Update: After a careful read, this really is just a rediscovery of predictive representations, with the trick of using regression to learn the state-transition and emission functions. On the one hand, I feel kind of burned by seeing them calling this "entirely new" (never mind me or my teachers, Littman, Sutton & Singh should be very upset; so should Knight if he were still alive). On the other hand, they got it _done_, which is a very real virtue.

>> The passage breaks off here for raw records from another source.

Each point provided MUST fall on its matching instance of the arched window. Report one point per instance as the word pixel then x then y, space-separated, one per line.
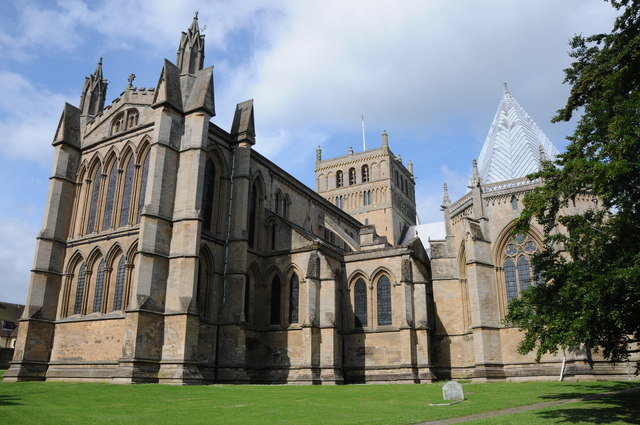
pixel 278 202
pixel 294 298
pixel 365 173
pixel 119 289
pixel 95 197
pixel 143 186
pixel 384 301
pixel 276 289
pixel 207 194
pixel 77 305
pixel 253 212
pixel 517 265
pixel 126 194
pixel 112 180
pixel 97 298
pixel 360 303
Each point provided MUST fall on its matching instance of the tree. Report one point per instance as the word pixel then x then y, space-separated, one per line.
pixel 591 258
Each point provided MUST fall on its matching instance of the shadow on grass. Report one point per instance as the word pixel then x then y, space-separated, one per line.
pixel 6 400
pixel 598 409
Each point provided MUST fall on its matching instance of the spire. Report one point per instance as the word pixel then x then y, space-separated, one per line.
pixel 94 93
pixel 475 177
pixel 446 202
pixel 191 49
pixel 511 149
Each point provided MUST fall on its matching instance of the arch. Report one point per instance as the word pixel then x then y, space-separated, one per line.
pixel 128 162
pixel 364 172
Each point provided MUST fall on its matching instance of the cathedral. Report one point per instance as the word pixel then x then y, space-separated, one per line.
pixel 173 252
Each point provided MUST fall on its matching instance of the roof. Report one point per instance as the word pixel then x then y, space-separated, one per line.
pixel 10 312
pixel 512 147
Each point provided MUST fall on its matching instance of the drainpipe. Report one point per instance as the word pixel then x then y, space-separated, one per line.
pixel 226 256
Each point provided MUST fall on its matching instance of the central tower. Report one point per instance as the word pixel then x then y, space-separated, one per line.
pixel 373 186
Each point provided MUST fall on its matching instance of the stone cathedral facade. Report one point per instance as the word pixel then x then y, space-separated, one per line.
pixel 171 251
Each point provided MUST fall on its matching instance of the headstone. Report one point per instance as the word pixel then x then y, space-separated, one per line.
pixel 452 391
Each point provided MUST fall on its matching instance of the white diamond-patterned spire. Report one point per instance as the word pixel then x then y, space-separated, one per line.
pixel 512 147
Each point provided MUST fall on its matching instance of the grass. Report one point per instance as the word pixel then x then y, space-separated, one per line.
pixel 82 403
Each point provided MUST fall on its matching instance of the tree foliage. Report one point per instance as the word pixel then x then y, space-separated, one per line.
pixel 591 257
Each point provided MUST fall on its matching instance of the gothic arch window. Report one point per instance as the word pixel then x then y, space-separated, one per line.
pixel 97 298
pixel 120 281
pixel 517 268
pixel 77 305
pixel 253 214
pixel 278 202
pixel 118 124
pixel 112 179
pixel 143 185
pixel 384 301
pixel 132 118
pixel 360 303
pixel 365 173
pixel 294 298
pixel 352 176
pixel 127 192
pixel 95 198
pixel 208 193
pixel 276 291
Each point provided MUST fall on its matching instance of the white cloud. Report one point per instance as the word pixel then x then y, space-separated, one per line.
pixel 29 116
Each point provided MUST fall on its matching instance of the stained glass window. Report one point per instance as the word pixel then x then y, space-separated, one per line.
pixel 111 196
pixel 119 290
pixel 294 295
pixel 97 298
pixel 275 300
pixel 517 265
pixel 126 195
pixel 95 195
pixel 510 279
pixel 384 301
pixel 143 185
pixel 77 306
pixel 360 303
pixel 207 194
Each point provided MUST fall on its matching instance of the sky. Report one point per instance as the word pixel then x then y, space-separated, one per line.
pixel 428 72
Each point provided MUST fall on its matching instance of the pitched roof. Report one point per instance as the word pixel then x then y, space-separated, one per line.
pixel 512 147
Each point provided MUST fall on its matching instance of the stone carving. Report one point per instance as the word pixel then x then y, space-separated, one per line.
pixel 452 391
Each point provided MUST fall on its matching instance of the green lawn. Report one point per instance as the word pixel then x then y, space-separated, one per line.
pixel 83 403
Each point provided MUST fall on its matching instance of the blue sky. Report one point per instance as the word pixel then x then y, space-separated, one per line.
pixel 429 72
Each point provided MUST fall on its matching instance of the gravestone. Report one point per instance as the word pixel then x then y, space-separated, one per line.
pixel 452 391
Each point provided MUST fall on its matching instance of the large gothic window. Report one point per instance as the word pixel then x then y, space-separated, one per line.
pixel 126 194
pixel 143 186
pixel 294 298
pixel 77 305
pixel 276 289
pixel 112 180
pixel 119 290
pixel 360 303
pixel 517 265
pixel 384 301
pixel 207 195
pixel 97 298
pixel 95 197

Also: You need to put **** error bars on your average performance plots. (Yes, I realize I'm nit-picking because I'm jealous.)

I should just buy the damn thing. Later: did. Notes: http://cscs.umich.edu/~crshalizi/weblog/algae-2009-04.html#finitary

Model discovery via matrix factorization. Note: they're wrong about CSSR.

When can the state of one process be recovered without error from another? (Use of infinite time limit here is not quite relevant to my immediate needs so must see how to modify proof.)

"This paper develops a connection between the asymptotic stability of nonlinear filters and a notion of observability. We consider a general class of hidden Markov models in continuous time with compact signal state space, and call such a model observable if no two initial measures of the signal process give rise to the same law of the observation process. We demonstrate that observability implies stability of the filter, i.e., the filtered estimates become insensitive to the initial measure at large times. For the special case where the signal is a finite-state Markov process and the observations are of the white noise type, a complete (necessary and sufficient) characterization of filter stability is obtained in terms of a slightly weaker detectability condition. In addition to observability, the role of controllability in filter stability is explored. Finally, the results are partially extended to non-compact signal state spaces."